Regulatory mechanisms of skeletal muscle protein turnover during exercise
Research output: Contribution to journal › Journal article › Research › peer-review
Skeletal muscle protein turnover is a relatively slow metabolic process that is altered by various physiological stimuli such as feeding/fasting and exercise. During exercise, catabolism of amino acids contributes very little to ATP turnover in working muscle. With regards to protein turnover, there is now consistent data from tracer studies in rodents and humans showing that global protein synthesis is blunted in working skeletal muscle.
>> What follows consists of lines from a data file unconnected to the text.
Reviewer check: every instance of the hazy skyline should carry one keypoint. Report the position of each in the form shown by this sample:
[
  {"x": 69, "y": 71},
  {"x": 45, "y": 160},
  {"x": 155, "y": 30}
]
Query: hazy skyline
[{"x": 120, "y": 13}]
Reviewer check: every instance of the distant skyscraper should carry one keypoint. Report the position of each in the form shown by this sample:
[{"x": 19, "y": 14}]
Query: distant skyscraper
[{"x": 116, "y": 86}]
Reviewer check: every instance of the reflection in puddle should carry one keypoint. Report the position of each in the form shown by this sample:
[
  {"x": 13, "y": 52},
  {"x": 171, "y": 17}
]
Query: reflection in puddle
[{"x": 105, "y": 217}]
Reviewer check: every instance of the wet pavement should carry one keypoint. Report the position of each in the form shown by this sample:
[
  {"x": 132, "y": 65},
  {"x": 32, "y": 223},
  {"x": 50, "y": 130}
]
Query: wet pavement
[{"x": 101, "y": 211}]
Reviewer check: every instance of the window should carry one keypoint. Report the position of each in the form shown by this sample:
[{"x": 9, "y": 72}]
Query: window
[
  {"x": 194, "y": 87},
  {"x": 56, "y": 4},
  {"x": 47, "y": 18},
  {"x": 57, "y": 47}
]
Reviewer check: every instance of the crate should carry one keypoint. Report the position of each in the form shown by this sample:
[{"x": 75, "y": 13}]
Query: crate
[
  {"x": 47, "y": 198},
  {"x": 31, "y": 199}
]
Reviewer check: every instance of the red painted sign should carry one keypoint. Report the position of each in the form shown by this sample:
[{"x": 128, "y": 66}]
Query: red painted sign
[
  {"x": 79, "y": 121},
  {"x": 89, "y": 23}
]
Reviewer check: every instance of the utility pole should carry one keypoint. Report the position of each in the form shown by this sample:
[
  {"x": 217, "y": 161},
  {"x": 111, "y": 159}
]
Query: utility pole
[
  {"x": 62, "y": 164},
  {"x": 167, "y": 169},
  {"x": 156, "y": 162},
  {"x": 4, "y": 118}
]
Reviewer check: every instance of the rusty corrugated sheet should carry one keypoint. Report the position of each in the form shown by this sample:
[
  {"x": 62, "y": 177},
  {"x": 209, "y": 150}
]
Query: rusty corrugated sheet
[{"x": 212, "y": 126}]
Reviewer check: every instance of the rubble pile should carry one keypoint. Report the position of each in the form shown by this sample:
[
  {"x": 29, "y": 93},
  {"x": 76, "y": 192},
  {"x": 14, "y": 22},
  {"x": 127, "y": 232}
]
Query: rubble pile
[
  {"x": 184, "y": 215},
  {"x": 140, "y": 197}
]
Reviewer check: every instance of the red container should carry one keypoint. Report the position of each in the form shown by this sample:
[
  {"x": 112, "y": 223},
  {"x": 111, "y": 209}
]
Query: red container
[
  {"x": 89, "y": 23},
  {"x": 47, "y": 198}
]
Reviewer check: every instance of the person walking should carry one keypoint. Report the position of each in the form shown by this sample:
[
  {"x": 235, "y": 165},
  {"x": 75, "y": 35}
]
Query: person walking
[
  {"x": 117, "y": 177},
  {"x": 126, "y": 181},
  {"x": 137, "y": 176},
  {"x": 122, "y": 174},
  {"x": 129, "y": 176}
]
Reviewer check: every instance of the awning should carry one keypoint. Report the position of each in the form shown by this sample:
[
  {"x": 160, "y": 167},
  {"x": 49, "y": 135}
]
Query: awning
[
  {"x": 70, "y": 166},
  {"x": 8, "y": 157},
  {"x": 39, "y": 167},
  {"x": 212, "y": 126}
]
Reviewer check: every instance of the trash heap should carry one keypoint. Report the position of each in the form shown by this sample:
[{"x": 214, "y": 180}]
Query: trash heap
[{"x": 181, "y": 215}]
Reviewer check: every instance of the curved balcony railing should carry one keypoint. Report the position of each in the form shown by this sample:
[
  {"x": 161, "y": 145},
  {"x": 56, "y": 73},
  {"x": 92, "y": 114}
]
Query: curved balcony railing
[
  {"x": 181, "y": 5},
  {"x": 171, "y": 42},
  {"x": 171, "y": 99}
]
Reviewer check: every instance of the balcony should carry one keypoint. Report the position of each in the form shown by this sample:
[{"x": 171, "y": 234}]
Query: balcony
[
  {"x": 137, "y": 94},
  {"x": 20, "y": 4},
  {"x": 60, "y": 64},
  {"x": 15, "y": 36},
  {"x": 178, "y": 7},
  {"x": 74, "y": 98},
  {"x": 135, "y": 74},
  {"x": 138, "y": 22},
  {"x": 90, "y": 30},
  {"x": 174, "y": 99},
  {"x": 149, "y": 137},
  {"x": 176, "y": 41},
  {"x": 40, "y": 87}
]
Whether there is altered skeletal muscle protein breakdown during exercise remains unclear. The blunting of protein synthesis is believed to be mediated by suppressed mRNA translation initiation and elongation steps involving, but not limited to, changes in eIF4E-binding protein 1 (4EBP1) and eukaryotic elongation factor-2 phosphorylation (eEF2), respectively. Evidence is provided that upstream signaling to translation factors is mediated by signaling downstream of changes in intracellular Ca(2+) and energy turnover. In particular, a signaling cascade involving Ca(2+)-calmodulin-eEF2 kinase-eEF2 is implicated. The possible functional significance of altered protein turnover in working skeletal muscle during exercise is discussed. Further work with available and new techniques will undoubtedly reveal the functional significance and signaling mechanisms behind changes in skeletal muscle protein turnover during exercise. Key words: Exercise, skeletal muscle, protein metabolism, translation.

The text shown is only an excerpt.